Identity Construction Realised by Conventionalised Impoliteness Formulae -- A Case Analysis of Chinese and Japanese SNS Responses

With the progressive theorization of (im)politeness, increasing academic attention has been paid to re-examine the drastic context-determined theory after the discursive turn and re-evaluate the importance of conventionalisation in meaning processing. Pragmaticians come to realise that conventionalisation could be a new and fruitful approach for (im)politeness research. As a vital part of impolite discourse, conventionalised impoliteness formulae are pragmatically rooted in interpersonal interaction. Extant researches mostly focus on semantic analysis, leaving pragmatic perspectives underexplored. To delve into the pragmatic aspects of conventionalised impoliteness formulae, this research explores the role it plays in discourse, with special focus on its role in the process of identity construction and negotiation, which is the central battlefield of discursive struggle. Drawing upon Brewer and Gardner’s identity theory in 1996 and incorporating Bucholtz and Hall’s (2005) identity analysis framework and ritual theory along with frequency calculation, this study attempts to model the operation of the conventionalised impoliteness formulae in identity construction and negotiation, supported by our dataset of 800 Internet responses regarding the “Security Bills” from Chinese SNS Weibo and Japanese SNS Facebook. This dataset yielded a corpus of 674 Chinese and 441 Japanese conventionalised impoliteness formulaic expressions, divided in this dissertation into four themes depending on different targets: (1) targeting government and people of other nations, (2) targeting one’s own government and people, (3) defending one’s own government and people and (4) conventionalised impoliteness formulae with veiled targets.

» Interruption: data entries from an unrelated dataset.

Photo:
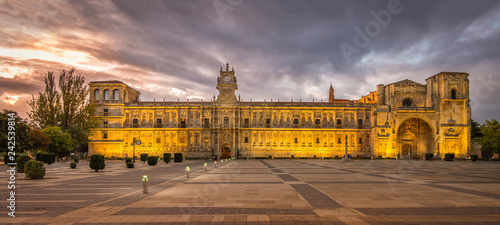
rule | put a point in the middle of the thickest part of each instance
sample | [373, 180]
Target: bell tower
[331, 95]
[226, 84]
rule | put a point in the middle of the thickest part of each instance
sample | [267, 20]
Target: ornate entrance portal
[414, 139]
[226, 152]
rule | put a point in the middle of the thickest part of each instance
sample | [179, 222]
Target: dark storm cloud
[280, 48]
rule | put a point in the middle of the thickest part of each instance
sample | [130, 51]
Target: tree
[491, 136]
[40, 140]
[46, 106]
[61, 142]
[68, 107]
[21, 132]
[475, 128]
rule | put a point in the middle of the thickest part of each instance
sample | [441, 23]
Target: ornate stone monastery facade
[400, 120]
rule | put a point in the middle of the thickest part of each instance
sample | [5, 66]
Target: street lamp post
[133, 149]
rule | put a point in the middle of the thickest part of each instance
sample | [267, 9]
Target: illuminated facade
[402, 119]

This analysis has revealed that identities correlate with conventionalised impoliteness formulae, which in turn contributes to the co-construction of interlocutors’ positive and negative identity attributes, with the latter far more significant than the former. The construction and negotiation occur on different layers of identity and can take place simultaneously. It is gleaned from the analysis that identity is in essence a recursive concept, as the personal identity and relational identity accrete into the group identity, and the group identity can compose into the identity of a bigger group. This is the first comprehensive and yet a tentative study on the interface of conventionalised impoliteness formulae and layers of identities at both micro and macro levels, which will hopefully contribute to the theorization of (im)politeness.